The Data Migration Problem

2016-08-18

Algorithm

Migrate the Hotel!
Today I am trying to solve a very interesting problem, I would like to call it the “data migration problem”.

Background

Let me illustrate to problem in short.

We are working on data migration of a PMS system to a newer version.
This system contains 2 major entities: USER & HOTEL
Each USER could operate 1 or more HOTELS
Each HOTELS could be operated by 1 or more USERS
Migrations are operated by batch of hotels. Each batch we could migrate 1 or more hotels.

Requirement

After each batch of migration, all hotels operated by the same user should at the same status (migrated / non-migrated).
In the migration process, all hotels in the same batch could not be operate (downtime happens). So we are trying to minimize size of each batch with above requirement.

Examples

Each input line implies a relation of operation / management

input:
    user_1   hotel_1
    user_2   hotel_2
    user_3   hotel_3

output:
    [hotel_1]
    [hotel_2]
    [hotel_3]

Each user operate individual hotels, so each hotel could be migrated in separate batch.

input:
    user_1   hotel_1
    user_2   hotel_1
    user_2   hotel_2
    user_3   hotel_2
    user_3   hotel_3

output:
    [hotel_1, hotel_2, hotel_3]

All hotels should be migrate in the same batch. Once hotel_1 is migrated, all other hotels user_2 operates (here, hotel_2) should be migrated as well because user_2 also operate hotel_1. Similarly, once hotel_2 migrated, hotel_3 should also be migrated (in the same batch) because user_3 operate these two hotels.

Solutions

At the first glance, The data structure are very similar to BIPARTITE GRAPH. The nodes consist of two part are the hotels and the users, edges are relations between hotels and users. There no edges between hotels, neither do users.

Bipartite graph

However, we are not trying to apply capable users to manage hotel as much as possible. So it’s not a classical bipartite graph MATCH PROBLEM. Instead, we are trying to judge whether nodes are connected via edges, which could be convert to another problem – “Finding all CONNECTED COMPONENT“.

Connected Components

Of course we have BFS/DFS to answer such questions. However, some information is not important to our current problem – the structure. We don’t need to know which manager make ‘Ritz Carlton’ and ‘Hilton’ connected, we just need to make sure both hotel are in the same batch. So we are able to make our algorithm more effective using DISJOINT SET.

Explanations

Let’s see the Elem class. Actually it’s an implementation of the Disjoint Set.

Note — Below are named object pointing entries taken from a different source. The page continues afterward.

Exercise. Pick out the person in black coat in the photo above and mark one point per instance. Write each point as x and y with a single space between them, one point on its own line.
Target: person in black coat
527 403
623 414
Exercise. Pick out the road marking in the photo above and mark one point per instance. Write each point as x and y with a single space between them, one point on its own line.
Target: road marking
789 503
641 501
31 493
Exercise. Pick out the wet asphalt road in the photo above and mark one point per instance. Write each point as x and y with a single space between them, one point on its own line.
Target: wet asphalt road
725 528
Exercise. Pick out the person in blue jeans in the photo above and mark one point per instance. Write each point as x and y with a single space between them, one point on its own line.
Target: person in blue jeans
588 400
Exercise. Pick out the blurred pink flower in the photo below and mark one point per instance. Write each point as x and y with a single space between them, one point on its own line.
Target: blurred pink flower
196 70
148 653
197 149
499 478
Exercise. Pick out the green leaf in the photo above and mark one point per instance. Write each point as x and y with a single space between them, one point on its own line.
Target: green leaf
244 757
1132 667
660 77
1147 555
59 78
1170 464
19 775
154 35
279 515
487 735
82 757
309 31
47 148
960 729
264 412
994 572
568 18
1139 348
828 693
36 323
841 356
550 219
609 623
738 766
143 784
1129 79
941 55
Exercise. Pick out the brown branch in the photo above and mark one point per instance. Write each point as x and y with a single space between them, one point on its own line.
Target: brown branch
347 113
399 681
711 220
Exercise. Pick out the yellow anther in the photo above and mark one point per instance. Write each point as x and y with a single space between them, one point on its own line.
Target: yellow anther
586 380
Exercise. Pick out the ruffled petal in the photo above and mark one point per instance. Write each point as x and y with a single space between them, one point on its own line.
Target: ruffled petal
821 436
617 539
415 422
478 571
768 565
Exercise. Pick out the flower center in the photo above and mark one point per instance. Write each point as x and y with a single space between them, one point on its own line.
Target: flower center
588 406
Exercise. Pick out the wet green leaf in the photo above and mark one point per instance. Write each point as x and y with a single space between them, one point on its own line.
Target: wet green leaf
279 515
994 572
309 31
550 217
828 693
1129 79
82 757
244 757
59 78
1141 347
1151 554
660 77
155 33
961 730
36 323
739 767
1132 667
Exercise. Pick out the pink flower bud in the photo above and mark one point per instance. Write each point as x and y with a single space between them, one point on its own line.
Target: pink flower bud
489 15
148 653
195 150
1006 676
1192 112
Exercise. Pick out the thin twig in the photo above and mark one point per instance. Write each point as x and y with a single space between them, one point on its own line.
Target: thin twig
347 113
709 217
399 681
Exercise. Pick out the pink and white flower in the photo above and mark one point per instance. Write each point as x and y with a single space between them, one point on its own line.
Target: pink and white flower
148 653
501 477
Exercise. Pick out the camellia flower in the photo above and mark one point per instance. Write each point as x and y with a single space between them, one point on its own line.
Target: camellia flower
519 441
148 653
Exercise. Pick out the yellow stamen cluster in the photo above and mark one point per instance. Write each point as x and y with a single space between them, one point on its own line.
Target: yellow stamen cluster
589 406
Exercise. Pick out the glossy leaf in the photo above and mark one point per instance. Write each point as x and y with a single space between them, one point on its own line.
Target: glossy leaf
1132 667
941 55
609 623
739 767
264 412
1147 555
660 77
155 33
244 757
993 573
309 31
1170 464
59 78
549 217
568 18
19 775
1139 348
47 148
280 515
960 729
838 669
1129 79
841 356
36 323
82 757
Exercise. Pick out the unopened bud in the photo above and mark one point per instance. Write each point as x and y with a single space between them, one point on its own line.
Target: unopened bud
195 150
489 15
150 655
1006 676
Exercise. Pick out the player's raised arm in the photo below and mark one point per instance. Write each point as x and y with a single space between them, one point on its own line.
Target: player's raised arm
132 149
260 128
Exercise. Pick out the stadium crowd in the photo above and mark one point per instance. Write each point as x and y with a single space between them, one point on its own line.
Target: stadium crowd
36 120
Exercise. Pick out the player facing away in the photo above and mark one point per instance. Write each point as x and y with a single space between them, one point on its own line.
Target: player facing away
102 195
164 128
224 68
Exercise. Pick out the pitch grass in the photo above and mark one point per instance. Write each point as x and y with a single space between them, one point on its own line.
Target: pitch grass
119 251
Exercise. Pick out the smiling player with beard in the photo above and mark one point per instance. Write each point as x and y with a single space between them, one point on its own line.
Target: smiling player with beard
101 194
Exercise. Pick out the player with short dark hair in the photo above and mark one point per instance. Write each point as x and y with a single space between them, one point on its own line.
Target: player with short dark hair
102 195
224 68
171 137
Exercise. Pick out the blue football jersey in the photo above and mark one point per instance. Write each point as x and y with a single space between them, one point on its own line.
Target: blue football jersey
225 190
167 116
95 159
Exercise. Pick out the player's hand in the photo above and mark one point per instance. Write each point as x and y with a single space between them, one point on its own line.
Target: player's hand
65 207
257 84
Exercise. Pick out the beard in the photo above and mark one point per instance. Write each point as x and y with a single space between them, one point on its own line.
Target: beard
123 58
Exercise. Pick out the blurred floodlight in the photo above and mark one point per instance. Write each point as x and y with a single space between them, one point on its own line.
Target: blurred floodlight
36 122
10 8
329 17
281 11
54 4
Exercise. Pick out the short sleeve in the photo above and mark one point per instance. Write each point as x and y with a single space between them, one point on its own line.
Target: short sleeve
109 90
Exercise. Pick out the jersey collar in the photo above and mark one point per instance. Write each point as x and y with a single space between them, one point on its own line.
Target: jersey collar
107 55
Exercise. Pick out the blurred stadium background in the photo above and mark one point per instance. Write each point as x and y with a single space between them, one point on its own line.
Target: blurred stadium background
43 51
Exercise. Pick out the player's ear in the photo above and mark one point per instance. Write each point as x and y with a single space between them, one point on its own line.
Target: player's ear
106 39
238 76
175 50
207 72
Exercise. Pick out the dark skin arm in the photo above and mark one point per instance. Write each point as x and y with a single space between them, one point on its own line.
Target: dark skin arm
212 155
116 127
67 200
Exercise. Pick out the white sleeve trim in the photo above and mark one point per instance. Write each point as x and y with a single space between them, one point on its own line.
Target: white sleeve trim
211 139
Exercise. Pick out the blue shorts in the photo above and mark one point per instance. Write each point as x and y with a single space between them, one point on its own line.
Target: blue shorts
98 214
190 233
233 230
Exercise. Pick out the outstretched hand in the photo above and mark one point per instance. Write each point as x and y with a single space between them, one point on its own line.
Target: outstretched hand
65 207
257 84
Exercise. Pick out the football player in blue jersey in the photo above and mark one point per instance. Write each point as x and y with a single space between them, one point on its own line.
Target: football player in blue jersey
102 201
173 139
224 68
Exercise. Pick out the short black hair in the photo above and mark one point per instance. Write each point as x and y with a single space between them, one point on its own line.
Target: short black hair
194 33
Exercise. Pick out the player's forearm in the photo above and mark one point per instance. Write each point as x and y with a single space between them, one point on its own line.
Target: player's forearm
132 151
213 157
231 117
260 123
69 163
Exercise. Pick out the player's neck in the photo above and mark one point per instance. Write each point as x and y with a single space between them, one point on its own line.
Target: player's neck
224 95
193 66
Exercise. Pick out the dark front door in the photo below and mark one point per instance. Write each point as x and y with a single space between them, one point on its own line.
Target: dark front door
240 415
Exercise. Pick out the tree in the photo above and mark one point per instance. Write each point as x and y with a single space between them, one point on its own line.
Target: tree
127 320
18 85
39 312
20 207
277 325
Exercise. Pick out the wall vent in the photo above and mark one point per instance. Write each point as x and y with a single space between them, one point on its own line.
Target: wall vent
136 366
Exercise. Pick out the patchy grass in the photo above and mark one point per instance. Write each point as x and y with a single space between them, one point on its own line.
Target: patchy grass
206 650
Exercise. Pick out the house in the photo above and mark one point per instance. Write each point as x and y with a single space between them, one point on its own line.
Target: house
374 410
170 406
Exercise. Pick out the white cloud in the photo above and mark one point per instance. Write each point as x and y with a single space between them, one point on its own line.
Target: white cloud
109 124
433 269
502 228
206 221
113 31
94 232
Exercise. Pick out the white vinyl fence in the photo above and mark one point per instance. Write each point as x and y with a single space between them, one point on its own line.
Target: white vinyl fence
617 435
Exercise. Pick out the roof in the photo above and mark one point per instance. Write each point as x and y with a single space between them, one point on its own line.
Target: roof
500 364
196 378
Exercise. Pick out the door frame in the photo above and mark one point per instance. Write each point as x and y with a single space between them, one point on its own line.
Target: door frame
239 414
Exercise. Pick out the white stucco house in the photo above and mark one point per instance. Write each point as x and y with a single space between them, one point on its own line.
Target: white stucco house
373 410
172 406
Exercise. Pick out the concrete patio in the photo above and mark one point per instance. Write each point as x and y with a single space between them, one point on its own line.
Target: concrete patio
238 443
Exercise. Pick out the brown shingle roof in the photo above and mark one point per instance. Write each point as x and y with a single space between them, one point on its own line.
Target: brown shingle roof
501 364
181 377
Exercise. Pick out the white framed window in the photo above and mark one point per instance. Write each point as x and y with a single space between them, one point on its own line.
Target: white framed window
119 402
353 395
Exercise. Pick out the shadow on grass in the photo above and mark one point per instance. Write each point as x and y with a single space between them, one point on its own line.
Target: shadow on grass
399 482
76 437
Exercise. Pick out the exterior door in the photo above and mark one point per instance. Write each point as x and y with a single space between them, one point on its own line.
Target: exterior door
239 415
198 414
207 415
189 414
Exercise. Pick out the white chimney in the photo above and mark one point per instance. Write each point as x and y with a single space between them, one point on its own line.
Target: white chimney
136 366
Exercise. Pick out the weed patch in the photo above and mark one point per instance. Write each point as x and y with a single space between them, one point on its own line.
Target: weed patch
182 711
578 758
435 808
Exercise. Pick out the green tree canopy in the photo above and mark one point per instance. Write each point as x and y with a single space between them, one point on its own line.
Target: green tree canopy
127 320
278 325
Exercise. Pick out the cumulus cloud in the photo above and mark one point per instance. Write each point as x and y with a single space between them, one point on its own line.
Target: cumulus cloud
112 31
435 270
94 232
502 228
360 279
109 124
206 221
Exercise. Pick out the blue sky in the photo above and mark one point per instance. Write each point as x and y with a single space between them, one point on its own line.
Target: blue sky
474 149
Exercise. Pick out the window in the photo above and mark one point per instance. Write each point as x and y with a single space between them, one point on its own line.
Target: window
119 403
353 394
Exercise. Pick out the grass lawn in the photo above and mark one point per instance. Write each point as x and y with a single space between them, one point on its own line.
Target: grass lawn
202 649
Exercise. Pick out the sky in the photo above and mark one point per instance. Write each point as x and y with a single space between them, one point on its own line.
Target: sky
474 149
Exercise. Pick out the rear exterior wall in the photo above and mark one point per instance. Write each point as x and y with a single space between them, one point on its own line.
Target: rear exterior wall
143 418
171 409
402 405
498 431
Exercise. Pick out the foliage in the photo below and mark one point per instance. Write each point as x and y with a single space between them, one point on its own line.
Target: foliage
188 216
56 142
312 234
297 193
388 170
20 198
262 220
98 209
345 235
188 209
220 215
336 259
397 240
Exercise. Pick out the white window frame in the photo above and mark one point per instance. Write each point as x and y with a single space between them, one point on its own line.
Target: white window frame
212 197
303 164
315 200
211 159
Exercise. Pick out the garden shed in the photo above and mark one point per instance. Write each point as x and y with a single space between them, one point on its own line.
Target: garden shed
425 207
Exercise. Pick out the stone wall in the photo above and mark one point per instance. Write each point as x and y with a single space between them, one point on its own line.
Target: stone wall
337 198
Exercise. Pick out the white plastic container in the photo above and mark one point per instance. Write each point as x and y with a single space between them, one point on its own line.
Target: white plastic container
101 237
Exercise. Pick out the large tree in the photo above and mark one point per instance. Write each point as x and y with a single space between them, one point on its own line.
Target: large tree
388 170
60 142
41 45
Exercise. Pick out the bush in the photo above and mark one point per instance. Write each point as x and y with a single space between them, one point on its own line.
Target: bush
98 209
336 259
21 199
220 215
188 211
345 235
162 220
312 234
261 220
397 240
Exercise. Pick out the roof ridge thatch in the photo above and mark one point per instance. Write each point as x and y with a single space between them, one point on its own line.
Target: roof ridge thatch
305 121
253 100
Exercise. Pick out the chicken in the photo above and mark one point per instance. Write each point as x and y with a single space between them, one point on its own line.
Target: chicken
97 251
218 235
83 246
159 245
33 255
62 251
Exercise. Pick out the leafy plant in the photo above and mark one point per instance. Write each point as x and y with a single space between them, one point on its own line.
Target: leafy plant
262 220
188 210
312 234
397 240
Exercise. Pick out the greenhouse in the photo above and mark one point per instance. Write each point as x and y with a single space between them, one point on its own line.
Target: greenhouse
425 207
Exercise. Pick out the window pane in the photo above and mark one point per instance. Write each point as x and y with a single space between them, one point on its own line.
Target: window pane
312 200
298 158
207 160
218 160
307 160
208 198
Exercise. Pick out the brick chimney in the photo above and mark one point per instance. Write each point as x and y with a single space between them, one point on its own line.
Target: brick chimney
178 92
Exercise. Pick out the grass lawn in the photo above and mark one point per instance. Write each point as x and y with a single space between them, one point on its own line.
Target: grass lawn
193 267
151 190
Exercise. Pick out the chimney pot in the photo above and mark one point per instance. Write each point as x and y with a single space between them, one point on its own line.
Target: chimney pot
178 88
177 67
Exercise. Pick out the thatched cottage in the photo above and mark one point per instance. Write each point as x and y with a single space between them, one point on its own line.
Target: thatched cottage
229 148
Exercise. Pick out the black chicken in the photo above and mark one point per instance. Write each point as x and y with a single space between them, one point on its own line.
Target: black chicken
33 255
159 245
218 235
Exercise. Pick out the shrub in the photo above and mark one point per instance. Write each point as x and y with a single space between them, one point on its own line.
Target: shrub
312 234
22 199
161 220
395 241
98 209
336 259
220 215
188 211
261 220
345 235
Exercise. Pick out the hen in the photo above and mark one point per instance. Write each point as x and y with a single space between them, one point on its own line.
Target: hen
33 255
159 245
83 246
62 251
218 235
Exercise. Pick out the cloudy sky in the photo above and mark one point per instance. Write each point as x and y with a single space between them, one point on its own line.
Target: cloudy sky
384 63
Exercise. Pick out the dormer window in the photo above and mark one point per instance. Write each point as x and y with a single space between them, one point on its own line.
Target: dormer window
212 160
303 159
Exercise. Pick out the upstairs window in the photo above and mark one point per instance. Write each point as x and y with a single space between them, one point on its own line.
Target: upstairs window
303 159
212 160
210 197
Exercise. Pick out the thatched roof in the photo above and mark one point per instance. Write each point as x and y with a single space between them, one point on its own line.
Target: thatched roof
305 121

When initialize, Each Elem could be seen as an single element set.
parent is a pointer to its parent Elem.
To judge whether two element is in the same set, check whether their root (utmost parent / ancestor) are the same element
To union two set, we find the root of each set, set parent of one root to the other root

def root(self):
    if self.parent == self:
        return self
    else:
        # recursively find the ancestor
        return self.parent.root() 

def union(self, y):
    my_root = self.root()
    my_root.parent = y.root()

And the iteration algorithm is:

Each user / hotels are initialized as a individual set.
Iterate all hotels, for each hotel:
- iterate each user it belongs to:
  - If the user has not been union into any hotel, then union with current hotel
  - Else, the user has been union into an existing hotel set. In this situation, current hotel should also be merged into the same hotel.

for h in hotels:
    for u in hotels[h]:
        if up[u].parent == up[u]:
            up[u].parent = hp[h]
        else:
            up[u].union(hp[h])

The Loop Invariant of this algorithm guarantee that:

After each hotel looping, the root of any hotel Elem is always another hotel or itself. This means it’s correctly unitied with all those hotels known and supposed to be migrated together, if any, in the same batch.
After each user looping for any hotel, the root of the user Elem is always a hotel.

That’s it.

Code

Here I feed this python script with a comma separated csv file, marking users and hotels.

import sys

class Elem():
    parent = None
    value = None

    def __init__(self, value):
        self.value = value
        self.parent = self

    def root(self):
        if self.parent == self:
            return self
        else:
            return self.parent.root()

    def union(self, y):
        my_root = self.root()
        my_root.parent = y.root()

    def __str__(self):
        return "[value: %s, parent: %s]" % (self.value, self.root().value)

if __name__ == "__main__":
    users = set()
    hotels = {}
    hp = {}
    up = {}
    res = {}

    for line in sys.stdin:
        (u, h) = line.strip().split(",")

        if u not in users:
            users.add(u)

        if h in hotels:
            hotels[h].add(u)
        else:
            hotels[h] = set([u])

    # init hotel_sets 
    for h in hotels:
        hp[h] = Elem(h) 

    for u in users:
        up[u] = Elem(u)

    # start partitions
    for h in hotels:
        for u in hotels[h]:
            if up[u].parent == up[u]:
                up[u].parent = hp[h]
            else:
                up[u].union(hp[h])

    for h in hp:
        root = hp[h].root().value 
        if root in res:
            res[root].append(h)
        else:
            res[root] = [h]

    for r in res:
        print res[r]